Saturday, January 28, 2012

C of E bishops attacked for blocking benefits reform

UK Work and Pensions Secretary Iain Duncan Smith has hit out at bishops trying to block his welfare reforms, accusing them of ignoring the concerns of ordinary people.

Mr Duncan Smith said the Church of England bishops, who are threatening to derail his planned £26,000 benefit cap, should think more of low-income families who try to do ‘the right thing’.

The Church of England said it had a ‘moral obligation to speak up for those who have no voice’ and said government needed to reassess the new Welfare Reform Bill.

But Mr Duncan Smith urged the bishops, who are leading the opposition in the upper chamber, to rethink their objections, insisting they were not doing the poor any favours.

‘The question I’d ask these bishops is, over all these years, why have they sat back and watched people being placed in houses they cannot afford?
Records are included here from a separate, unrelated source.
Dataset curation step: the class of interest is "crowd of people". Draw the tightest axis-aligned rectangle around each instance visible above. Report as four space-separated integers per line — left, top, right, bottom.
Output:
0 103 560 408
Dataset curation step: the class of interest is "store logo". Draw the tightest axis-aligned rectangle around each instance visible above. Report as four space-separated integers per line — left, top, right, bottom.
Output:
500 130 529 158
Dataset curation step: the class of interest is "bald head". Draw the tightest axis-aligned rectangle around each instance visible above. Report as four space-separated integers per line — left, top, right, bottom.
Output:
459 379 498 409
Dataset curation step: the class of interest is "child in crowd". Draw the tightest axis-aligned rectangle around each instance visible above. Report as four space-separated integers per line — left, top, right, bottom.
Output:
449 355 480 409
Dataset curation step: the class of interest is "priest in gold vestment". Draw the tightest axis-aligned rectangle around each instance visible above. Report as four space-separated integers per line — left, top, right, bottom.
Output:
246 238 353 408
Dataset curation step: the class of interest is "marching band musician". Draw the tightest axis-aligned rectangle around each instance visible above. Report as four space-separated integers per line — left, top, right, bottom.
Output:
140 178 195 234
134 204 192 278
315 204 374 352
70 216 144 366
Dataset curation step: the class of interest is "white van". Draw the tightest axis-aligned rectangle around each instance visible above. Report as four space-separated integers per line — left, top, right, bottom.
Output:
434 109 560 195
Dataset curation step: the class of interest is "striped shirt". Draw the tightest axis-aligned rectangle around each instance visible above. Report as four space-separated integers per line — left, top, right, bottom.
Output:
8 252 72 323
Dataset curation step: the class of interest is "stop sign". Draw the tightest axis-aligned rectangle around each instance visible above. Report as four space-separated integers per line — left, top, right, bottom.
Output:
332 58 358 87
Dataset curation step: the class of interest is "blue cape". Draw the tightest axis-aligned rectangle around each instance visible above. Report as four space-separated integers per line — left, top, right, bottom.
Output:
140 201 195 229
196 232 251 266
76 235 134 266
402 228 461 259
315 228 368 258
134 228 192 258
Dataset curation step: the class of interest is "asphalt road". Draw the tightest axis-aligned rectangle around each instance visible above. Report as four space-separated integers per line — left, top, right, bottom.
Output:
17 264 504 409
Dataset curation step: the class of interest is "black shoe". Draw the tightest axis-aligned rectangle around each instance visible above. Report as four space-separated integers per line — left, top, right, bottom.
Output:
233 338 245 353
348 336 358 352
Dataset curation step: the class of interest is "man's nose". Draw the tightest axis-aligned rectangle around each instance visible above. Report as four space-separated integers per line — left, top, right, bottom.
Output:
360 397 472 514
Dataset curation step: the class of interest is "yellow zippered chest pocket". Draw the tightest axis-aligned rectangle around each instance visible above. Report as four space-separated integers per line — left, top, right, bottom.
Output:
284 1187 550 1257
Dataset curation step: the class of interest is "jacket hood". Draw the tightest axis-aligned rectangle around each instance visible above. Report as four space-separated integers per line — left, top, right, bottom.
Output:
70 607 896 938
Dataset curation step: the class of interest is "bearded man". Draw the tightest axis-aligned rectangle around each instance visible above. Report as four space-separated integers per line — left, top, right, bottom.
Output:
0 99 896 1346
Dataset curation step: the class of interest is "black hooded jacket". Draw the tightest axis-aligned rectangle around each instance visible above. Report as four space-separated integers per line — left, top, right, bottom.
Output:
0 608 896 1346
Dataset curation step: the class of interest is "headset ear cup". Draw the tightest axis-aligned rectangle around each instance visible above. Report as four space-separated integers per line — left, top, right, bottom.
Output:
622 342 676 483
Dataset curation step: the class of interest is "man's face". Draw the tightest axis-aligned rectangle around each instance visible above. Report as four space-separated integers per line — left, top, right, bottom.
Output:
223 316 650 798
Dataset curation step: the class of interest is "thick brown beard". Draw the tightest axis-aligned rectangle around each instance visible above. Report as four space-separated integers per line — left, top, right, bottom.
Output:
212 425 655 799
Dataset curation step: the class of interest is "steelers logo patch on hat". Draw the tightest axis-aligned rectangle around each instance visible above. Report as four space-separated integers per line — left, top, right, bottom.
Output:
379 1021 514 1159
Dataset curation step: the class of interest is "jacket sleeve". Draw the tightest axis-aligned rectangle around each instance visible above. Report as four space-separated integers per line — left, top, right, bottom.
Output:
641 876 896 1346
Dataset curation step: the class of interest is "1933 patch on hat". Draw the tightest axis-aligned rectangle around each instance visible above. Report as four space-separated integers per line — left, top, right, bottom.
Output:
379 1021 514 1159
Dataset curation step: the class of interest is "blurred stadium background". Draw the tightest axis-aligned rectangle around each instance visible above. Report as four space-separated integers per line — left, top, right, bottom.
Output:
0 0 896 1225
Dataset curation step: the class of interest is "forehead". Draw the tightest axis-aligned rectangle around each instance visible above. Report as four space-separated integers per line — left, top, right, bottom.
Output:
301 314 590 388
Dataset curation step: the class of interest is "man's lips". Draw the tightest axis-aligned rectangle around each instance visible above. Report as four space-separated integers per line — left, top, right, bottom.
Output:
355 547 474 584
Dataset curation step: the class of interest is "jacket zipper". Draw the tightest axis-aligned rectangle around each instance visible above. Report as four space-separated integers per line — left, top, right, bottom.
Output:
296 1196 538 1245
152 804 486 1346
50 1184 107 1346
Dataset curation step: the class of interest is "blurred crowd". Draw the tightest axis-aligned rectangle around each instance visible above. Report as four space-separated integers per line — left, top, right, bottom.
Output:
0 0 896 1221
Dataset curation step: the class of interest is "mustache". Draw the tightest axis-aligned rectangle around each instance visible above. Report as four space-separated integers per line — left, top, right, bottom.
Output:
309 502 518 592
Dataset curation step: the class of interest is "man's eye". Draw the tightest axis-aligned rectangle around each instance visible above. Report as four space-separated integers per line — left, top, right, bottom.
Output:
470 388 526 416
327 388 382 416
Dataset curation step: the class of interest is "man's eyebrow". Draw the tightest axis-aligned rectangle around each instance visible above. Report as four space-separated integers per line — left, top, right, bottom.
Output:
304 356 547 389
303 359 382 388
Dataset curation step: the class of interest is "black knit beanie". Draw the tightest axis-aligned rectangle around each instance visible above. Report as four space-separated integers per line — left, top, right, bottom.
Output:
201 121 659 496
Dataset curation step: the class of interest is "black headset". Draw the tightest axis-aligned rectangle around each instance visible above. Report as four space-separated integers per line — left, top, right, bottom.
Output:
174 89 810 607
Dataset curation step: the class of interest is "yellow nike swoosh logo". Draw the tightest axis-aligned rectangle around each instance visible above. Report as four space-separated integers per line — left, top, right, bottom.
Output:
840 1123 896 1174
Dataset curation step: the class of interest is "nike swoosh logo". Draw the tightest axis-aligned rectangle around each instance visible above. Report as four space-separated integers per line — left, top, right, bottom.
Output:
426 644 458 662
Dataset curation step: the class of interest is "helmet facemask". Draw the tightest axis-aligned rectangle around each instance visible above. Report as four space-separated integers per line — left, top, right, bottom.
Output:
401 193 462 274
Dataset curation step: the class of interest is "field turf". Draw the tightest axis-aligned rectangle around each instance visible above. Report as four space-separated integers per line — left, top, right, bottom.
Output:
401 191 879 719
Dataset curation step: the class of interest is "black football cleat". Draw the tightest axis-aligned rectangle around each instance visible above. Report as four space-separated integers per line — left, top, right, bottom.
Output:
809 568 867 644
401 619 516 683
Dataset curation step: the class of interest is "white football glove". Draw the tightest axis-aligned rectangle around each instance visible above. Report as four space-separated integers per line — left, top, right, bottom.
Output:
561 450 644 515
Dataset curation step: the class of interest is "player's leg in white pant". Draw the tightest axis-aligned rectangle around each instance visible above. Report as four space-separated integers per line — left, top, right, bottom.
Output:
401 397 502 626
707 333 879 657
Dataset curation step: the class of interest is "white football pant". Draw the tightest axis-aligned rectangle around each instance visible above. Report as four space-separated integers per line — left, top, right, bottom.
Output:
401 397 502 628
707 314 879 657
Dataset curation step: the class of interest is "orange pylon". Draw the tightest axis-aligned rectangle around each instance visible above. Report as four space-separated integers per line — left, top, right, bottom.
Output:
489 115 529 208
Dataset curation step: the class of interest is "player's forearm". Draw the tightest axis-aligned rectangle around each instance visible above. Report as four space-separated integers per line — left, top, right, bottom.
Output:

It’s not a kindness,’ he said to the Sunday Times in an interview.

The Rt Rev John Packer, Bishop of Ripon and Leeds, said he was not opposed to all aspects of the bill but believed child benefit should be exempted from the cap.

“What we’re talking about tomorrow is children in families where the welfare benefits have been cut to a point where they are less than Parliament actually has said they should be, because that’s what a cap does,” he told the BBC’s Sunday Morning programme.